Concerning overworking, it really is mystifying why a manager would push knowledge workers this way, unless the manager had no brains at all. It's not the hours that a person puts in that matters, but the output, and tired, overworked knowledge workers can't produce close to what a happy, well-rested one can, even if pushed to work many more hours.
As for unions, as an investor, it's easy to develop a distaste for them, but in this case, it may be needed. Unions primarily have 3 benefits: Collective bargaining, a voice at the table, and getting respect/clout. When staff are treated as disposable, then unions are definitely an advantage. If someone who rocks the boat can be easily replaced by someone else, then staff have no clout.
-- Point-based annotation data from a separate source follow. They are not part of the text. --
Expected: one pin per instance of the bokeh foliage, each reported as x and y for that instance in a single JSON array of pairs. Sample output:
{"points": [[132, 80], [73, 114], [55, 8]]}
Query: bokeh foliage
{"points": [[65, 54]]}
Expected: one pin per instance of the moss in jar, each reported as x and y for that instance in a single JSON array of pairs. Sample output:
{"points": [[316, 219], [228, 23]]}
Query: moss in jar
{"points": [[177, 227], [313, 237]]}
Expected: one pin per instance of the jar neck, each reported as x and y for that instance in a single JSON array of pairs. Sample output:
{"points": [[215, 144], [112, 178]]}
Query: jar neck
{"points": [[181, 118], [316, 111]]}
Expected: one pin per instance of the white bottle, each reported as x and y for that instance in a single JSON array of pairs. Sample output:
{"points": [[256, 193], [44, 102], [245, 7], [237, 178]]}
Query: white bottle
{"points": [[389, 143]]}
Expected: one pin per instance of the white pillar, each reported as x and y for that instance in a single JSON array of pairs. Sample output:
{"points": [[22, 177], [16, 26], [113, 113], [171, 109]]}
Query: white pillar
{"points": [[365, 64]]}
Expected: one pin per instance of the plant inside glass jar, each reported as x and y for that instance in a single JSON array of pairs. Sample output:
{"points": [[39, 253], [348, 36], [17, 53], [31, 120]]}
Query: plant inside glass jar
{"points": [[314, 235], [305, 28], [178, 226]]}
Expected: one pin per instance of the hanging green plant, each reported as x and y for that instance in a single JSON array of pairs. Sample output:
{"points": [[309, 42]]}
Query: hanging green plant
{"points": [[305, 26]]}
On the other hand, unions have 3 primary disadvantages: They are a money drain (to support union staff), they create a confrontational atmosphere, and they create inflexibility. These are actually large disadvantages if allowed to get out of control, but in this case it already seems that there is a atmosphere of fear, so a union wouldn't make that worse. I think the point at which a union becomes cancer is when union executives start to focus on making the union more powerful, rather than trying to help the people it is supposed to represent. And of course, if it ends up that a person has no voice within his or her own union, then it won't really help if the union has a voice for the company.
(continued in part 3)
(Reply) (Thread)
From: (Anonymous)
2004-11-16 04:56 am (UTC)

Since we're naming names here...

Don't forget those talented and unhappy people who work at Rockstar. They like the little, successful gamers so much they bought the companies! And, just to add insult to injury, they sent their own producers (read overseers) along to "motivate" the slaves. They fit the EA profile to a tee.